By Derrick Knutson
At the beginning of the Chisago County board’s worksession on redistricting Wednesday night six options for new districts were on the table for commissioners to consider.
By the end of the meeting the board had pared that number to two.
County Auditor Dennis Freed passed out a packet of maps to board members that breaks the county into five districts, based on a set of criteria.
County Administrator Bruce Messelt explained those criteria include “population, contiguity, compactness, common interest, affected communities and court-cited minimalism.”
Due to how individual cities established precinct borders last month, the county could not simply draw boundaries that would make for the most equal population in each of the five districts.
County commissioner and state legislative districts nationwide have to be redrawn following the U.S. Census every 10 years so elected officials are representing close to the same amount of residents in each given district.
Population, according to the state’s redistricting panel, is the preeminent factor to consider when drawing the boundaries.
Freed reiterated during the meeting that each district is supposed to be roughly equal in population, within 10 percent either way.
Four of the maps presented to the board didn’t fit that requirement, and were quickly dismissed by board members.
That left options four and six, each of which contain easy-to-see changes from the current county commissioner districts.
Perhaps the most noticeable change is District 5, which is currently represented by Commissioner Mike Robinson.
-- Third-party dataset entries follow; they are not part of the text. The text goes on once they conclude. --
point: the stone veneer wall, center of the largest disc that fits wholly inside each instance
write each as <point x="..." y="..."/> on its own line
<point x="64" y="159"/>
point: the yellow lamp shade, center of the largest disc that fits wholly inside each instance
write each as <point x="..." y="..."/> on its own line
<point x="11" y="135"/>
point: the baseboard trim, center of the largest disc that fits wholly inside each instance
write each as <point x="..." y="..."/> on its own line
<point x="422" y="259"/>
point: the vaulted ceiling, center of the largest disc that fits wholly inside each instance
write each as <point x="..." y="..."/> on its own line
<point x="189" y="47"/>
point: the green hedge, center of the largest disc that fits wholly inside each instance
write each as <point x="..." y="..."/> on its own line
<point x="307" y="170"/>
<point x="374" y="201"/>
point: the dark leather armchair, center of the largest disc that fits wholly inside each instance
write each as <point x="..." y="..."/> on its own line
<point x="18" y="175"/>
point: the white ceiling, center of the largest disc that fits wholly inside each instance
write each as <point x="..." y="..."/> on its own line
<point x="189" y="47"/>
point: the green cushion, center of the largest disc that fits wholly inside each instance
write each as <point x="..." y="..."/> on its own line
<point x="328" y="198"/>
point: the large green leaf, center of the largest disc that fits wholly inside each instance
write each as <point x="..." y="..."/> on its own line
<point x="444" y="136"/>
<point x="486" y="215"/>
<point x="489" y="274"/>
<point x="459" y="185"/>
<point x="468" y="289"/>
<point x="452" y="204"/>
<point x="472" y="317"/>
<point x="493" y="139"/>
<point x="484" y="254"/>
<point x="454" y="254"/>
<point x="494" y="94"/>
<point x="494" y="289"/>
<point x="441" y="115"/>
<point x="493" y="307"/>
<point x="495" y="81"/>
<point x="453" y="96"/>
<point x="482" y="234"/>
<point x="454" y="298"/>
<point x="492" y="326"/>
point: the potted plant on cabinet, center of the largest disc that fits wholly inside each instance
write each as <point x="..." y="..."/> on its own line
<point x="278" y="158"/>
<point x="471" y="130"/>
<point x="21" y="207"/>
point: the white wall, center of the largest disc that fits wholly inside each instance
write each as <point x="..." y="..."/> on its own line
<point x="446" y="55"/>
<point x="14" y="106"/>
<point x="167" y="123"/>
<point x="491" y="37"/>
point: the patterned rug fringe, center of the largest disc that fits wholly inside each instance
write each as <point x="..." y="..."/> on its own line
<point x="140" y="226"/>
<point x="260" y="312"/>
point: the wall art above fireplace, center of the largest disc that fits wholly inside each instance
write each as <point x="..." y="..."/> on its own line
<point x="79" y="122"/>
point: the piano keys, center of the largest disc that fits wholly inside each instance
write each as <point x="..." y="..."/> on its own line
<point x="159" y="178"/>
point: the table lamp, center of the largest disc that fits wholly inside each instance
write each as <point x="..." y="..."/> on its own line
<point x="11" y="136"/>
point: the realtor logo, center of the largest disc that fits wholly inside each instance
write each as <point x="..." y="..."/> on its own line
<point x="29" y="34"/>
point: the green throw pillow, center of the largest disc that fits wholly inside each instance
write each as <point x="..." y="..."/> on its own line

It dips further south and encompasses a sliver of land west of Highway 95 in North Branch.
The two options leave the city of Wyoming slightly under that 10 percent parameter, but having a district under or over-represented is allowed if the county can justify to the state why a particular map is the best option for the county.
The only commissioner to express distinct support of one particular option was board chair George McMahon.
“Option six is a balance of everything,” he said.
“It meets all the criteria.”
Messelt noted the proposed redistricting maps will be posted on the county’s website prior to a public meeting April 18 at 7:30 p.m. The purpose of the meeting is to solicit public feedback on the proposals.
Freed said in the past residents have actually presented the board with better options that ended up being implemented.
The board could approve a final map at that meeting. If the boundaries are not accepted April 18, another meeting is scheduled for April 26 at 6:30 p.m.